The famous investment guru Benjamin Graham once said in his book "The Intelligent Investor": Investment activities are not about beating others at their games, but about controlling yourself at your own game.

Smart investors never rely on luck, but form good and rational investment concepts through long-term experience.

and better understanding of the market.

New investors may not be familiar with the market and do not have a mature investment system, so they rely on luck to make money in fund investments. However, for veteran investors, although they cannot be said to be familiar with the market, they can already well balance risks and risks.

Gained.

We can find the problem by comparing it from several aspects.

When new investment types first enter the market, they may try their hand at the advice of friends and financial managers, or see major fund platforms. They buy a small amount of a fund and unknowingly end up buying it.

A bunch of funds hold a lot of money, but they don’t know much about each fund. They make profits by casting a wide net. This kind of investment is more speculative, that is, trying their luck to make money. Old funds are already in the

Having been in the market for many years, I have a certain understanding of the styles and investment preferences of each fund manager. After careful selection, I will retain some of the funds I trust to hold heavy positions, keep few but fine, and insist on long-term investment.

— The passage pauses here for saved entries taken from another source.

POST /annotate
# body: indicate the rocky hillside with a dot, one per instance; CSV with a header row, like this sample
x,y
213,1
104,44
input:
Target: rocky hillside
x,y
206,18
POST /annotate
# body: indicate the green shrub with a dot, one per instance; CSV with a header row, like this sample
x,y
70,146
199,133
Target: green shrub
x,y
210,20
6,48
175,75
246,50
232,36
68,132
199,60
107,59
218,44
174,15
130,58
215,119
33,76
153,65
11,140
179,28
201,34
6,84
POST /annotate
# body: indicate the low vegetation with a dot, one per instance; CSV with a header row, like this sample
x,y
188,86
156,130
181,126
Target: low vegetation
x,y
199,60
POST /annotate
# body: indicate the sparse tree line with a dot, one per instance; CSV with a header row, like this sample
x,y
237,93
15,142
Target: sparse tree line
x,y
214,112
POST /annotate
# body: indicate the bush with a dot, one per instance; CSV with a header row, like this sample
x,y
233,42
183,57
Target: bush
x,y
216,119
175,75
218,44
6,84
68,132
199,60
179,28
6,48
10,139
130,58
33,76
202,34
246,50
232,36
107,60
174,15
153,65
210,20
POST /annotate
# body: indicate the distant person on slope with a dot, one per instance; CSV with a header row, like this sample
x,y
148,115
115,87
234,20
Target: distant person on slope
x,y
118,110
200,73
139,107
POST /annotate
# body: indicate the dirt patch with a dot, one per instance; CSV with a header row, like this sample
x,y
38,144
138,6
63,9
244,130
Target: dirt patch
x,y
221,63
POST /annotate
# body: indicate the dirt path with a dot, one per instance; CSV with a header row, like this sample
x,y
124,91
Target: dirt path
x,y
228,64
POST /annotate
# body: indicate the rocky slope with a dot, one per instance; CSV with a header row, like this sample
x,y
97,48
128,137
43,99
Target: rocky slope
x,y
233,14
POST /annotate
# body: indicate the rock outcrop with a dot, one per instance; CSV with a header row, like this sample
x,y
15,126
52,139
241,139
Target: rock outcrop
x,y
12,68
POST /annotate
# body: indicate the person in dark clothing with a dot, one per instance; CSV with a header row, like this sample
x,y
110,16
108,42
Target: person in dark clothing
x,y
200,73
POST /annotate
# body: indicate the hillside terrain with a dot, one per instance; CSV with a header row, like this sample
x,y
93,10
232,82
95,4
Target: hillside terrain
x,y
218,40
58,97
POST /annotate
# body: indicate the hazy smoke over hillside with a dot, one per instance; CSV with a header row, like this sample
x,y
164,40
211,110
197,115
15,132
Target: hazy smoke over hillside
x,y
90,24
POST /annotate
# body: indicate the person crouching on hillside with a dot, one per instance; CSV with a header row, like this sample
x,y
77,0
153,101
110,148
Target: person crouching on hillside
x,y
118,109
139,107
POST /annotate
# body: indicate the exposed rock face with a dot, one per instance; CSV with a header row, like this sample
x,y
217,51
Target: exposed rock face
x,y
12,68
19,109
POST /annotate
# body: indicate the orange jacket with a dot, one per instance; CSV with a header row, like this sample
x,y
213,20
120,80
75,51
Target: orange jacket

Investment goals New funds will also set a goal for themselves when they first start investing. As the market changes at any time, the goal can easily deviate. For example, if you encounter a wave of good market conditions, you can’t wait to set a profit limit.

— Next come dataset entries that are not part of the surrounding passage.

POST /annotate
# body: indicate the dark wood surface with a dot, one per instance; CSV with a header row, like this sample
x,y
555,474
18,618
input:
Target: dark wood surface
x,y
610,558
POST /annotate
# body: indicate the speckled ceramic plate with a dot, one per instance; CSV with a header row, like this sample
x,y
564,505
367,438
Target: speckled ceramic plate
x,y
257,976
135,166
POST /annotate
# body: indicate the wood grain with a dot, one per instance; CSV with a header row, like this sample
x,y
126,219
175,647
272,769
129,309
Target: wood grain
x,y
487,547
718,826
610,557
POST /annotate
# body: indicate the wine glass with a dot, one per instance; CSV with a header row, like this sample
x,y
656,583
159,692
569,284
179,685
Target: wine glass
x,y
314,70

The target was increased from 30% to 40%, but greed was insufficient. Soon the market trend changed and turned from profit to loss. So I summarized this as difficult to grasp the market and bad luck.

For a mature old Christian, he will stick to his investment goals, will not change his investment strategy easily, and has strong investment discipline.

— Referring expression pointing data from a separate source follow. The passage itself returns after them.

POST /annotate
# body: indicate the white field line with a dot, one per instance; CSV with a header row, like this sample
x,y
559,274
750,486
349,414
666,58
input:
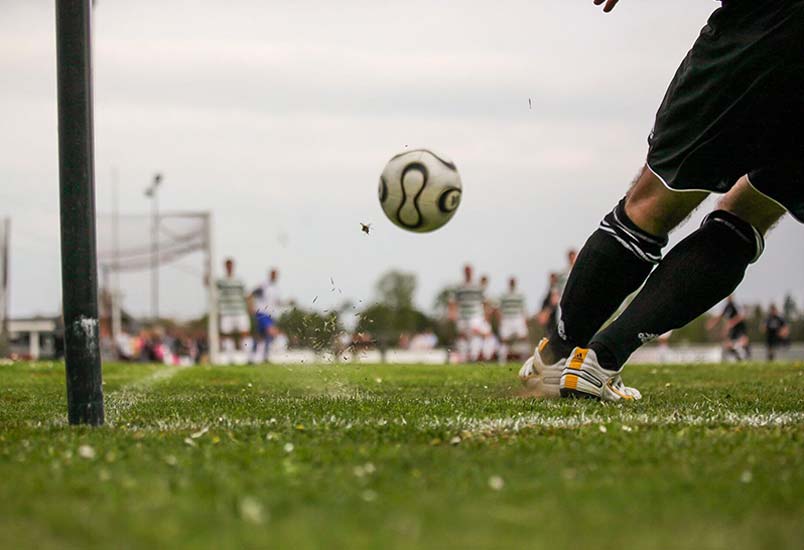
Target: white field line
x,y
489,425
119,402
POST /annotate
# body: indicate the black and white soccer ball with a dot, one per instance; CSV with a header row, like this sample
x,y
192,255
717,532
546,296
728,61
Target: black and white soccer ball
x,y
420,190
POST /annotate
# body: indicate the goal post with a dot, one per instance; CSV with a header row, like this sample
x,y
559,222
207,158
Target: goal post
x,y
79,274
5,233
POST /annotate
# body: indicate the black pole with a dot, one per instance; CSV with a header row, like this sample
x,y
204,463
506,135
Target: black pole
x,y
79,274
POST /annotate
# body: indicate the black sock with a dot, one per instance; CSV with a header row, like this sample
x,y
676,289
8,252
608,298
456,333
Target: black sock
x,y
612,264
697,273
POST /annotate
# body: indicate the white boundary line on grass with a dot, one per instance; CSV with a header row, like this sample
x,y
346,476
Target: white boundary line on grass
x,y
490,425
119,402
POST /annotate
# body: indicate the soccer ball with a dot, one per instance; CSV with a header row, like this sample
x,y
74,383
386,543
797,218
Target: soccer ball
x,y
420,190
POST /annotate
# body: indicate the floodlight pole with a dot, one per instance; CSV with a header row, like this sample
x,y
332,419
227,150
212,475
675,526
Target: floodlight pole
x,y
79,275
152,192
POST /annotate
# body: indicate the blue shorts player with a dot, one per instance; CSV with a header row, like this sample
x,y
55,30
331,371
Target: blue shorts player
x,y
267,308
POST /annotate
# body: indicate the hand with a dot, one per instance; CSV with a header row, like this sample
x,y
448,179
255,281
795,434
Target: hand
x,y
609,4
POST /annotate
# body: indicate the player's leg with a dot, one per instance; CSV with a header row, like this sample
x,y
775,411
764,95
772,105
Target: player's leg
x,y
699,272
616,259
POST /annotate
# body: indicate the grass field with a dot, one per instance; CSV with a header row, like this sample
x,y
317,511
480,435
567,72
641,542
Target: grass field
x,y
402,456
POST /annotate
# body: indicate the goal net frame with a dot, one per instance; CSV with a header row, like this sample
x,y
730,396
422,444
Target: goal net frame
x,y
138,255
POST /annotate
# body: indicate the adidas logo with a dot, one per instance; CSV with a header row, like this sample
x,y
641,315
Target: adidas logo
x,y
646,337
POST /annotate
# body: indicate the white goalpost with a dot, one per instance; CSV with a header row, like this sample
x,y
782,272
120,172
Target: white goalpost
x,y
137,243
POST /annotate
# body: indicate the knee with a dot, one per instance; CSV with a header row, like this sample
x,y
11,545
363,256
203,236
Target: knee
x,y
751,206
657,209
750,239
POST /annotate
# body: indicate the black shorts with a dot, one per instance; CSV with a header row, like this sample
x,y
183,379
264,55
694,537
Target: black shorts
x,y
736,106
737,332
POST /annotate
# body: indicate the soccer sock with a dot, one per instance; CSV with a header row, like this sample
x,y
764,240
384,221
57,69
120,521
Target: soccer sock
x,y
697,273
612,264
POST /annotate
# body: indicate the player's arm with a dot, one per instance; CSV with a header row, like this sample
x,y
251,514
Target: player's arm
x,y
452,309
713,321
609,4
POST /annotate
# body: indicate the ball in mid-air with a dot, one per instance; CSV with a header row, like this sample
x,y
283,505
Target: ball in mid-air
x,y
420,190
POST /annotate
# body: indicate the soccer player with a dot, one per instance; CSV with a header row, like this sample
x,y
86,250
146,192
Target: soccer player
x,y
466,308
776,331
267,307
735,332
490,342
513,320
563,276
729,124
234,324
547,315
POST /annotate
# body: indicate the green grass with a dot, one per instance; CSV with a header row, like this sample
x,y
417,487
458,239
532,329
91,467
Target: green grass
x,y
402,456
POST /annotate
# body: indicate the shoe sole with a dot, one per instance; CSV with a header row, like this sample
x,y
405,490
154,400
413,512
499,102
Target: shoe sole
x,y
577,394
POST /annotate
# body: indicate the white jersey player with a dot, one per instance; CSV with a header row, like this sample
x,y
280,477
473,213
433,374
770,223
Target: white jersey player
x,y
467,309
234,322
513,319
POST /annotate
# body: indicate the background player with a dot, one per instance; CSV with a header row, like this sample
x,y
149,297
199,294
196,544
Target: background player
x,y
235,324
513,320
735,330
267,307
466,309
776,331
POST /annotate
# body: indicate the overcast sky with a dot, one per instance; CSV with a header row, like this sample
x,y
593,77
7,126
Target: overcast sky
x,y
279,117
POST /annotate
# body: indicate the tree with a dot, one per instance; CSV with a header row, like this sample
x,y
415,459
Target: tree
x,y
393,313
396,289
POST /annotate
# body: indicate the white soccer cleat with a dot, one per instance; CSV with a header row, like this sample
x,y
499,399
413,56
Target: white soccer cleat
x,y
584,377
540,378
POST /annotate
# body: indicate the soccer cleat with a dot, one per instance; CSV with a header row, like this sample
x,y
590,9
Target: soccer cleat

Investment mentality: When the market goes up, you are enthusiastic and feel that you can make all the money in the market. When the market goes down, you feel bad and even have no intention of working. This is the most common investment mentality for new funds.

It is easy to make some irrational investment decisions due to emotional fluctuations. The speculative nature of investment has also increased, and the element of luck will naturally increase. However, for old funds, they have experienced the ups and downs of the market several times and can maintain a relatively calm and rational attitude towards the market.

Profit and loss.

Make reasonable choices at the right time.

Frequent timing of investment, frequent buying low and selling high, this is the most obvious manifestation of relying on luck to make money when buying funds. The market is unpredictable, and timing is the most difficult part. What you buy when buying a fund is long-term returns and trust.

Leave it to a reliable fund manager.

When facing investment, smart investors must be patient, restrained, disciplined, and eager to learn. Only in this way can they get rid of the wrong stage of making money by luck when buying funds.